IUCN-status: de ondersoort P. v. stejnegeri is kwetsbaar; voor de andere ondersoorten is niet genoeg informatie beschikbaar.

Verspreiding:
De gewone zeehond is de wijdst verspreide soort van de Pinnipedia (de taxonomische groep van zeehonden, zeeleeuwen en walrussen). Ze beperken zich tot het noordelijke halfrond, van gematigde tot arctische regio's. De taxonomie van de gewone zeehond is controversieel.
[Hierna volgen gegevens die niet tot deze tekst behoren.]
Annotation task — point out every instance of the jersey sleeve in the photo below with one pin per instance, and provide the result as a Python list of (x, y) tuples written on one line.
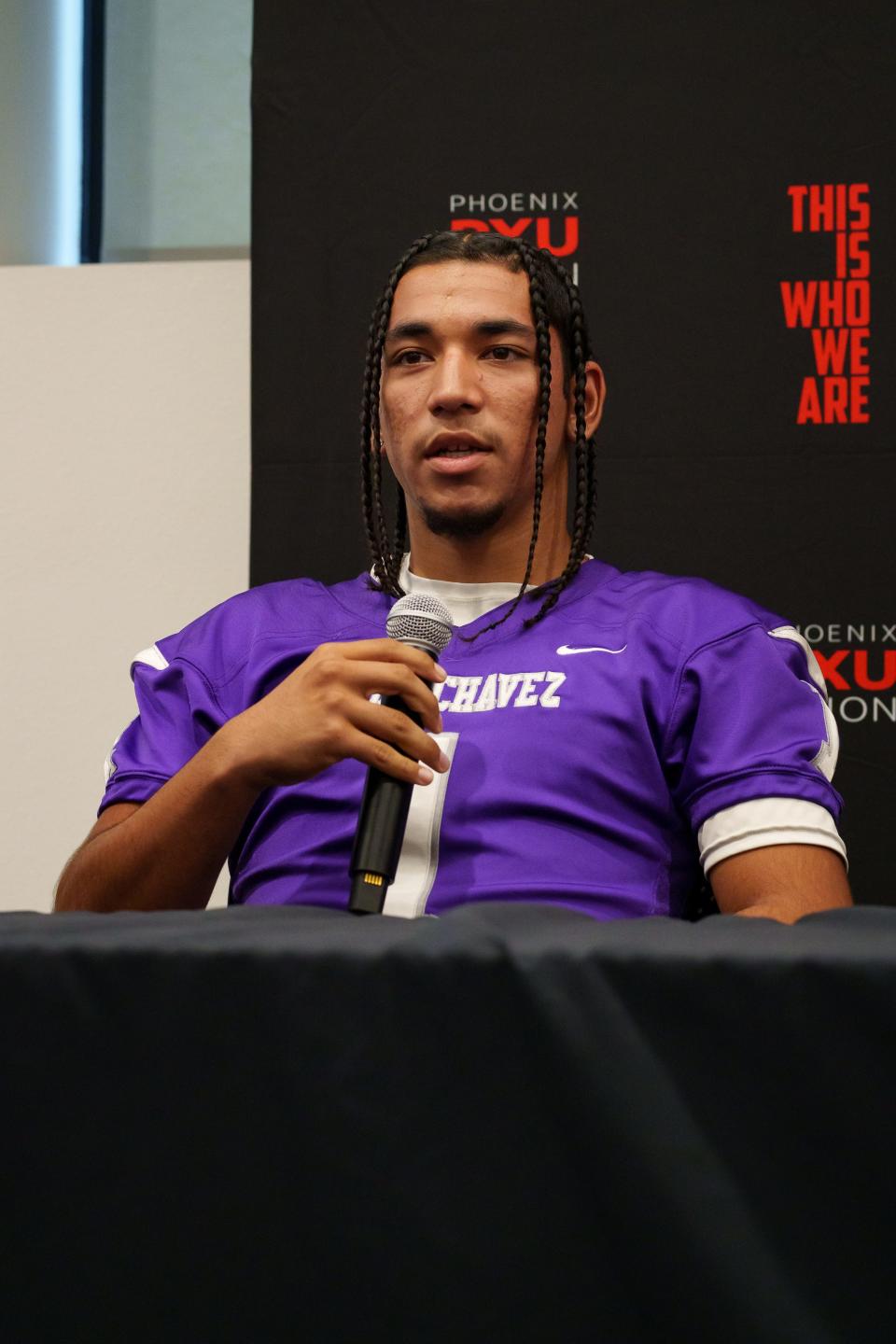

Meestal worden er onderscheid gemaakt tussen tenminste vier ondersoorten: P. vitulina vitulina in het oostelijke gedeelte van de Atlantische Ocean, van noord-Portugal tot de Arctische Zee, waaronder IJsland en Groenland; P. v. concolor in het westelijke gedeelte van de Atlantische Ocean, van de midden-Atlantische Verenigde Staten tot het Arctische Canada; P. V. richardsi in het oostelijke gedeelte van de Stille Oceaan, van centraal Baja California in Mexico tot de oostelijke Aloeten; en P. v. stejnegeri in het westelijk gedeelte van de Stille Oceaan, van Japan tot het Kamtsjatka-schiereiland.

Leefgebied:
Deze niet-migrerende robben worden voornamelijk gevonden in kustwateren of op het continentaal plateau en de continentale helling. Ze broeden op stranden en laagliggende rotsen, terrassen en ijs.